Measuring Information Diffusion in Code Review at Spotify
Michael Dorner, Daniel Mendez, Ehsan Zabardast, Nicole Valdez, Marcin Floryan
TL;DR
This work assesses whether code review acts as a broad information diffusion mechanism by framing it as a communication network and conducting a confirmatory observational study at Spotify. It introduces a measurement model based on a code review graph $G=(C,R)$ augmented by mappings $f_1$, $f_2$, and $f_3$ to capture participants, components, and teams, with diffusion quantified via $Jaccard$ similarity and graph edit distance, all normalized to $[0,1]$. The study tests three hypotheses $H_1$, $H_2$, and $H_3$ derived from theory $T$, using a qualitative rejection criterion rather than fixed thresholds, to determine whether information diffusion transcends social, architectural, and organizational boundaries.
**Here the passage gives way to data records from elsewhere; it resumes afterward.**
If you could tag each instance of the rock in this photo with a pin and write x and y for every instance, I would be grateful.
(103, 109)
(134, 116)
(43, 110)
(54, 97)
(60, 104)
The contributions lay in a concrete observational framework, a reproducible measurement pipeline using Spotify data (GitHub Enterprise and Backstage), and a rigorous discussion of limitations and falsification as a path to refining the theory of code review as a communication network.
Abstract
Background: As a core practice in software engineering, the nature of code review has been frequently subject to research. Prior exploratory studies found that code review, the discussion around a code change among humans, forms a communication network that enables its participants to exchange and spread information. Although popular in software engineering, there is no confirmatory research corroborating this theory and the actual extent of information diffusion in code review is not well understood. Objective: In this registered report, we propose an observational study to measure information diffusion in code review to test the theory of code review as communication network. Method: We approximate the information diffusion in code review through the frequency and the similarity between (1) human participants, (2) affected components, and (3) involved teams of linked code reviews. The measurements approximating the information diffusion in code review serve as a foundation for falsifying the theory of code review as communication network.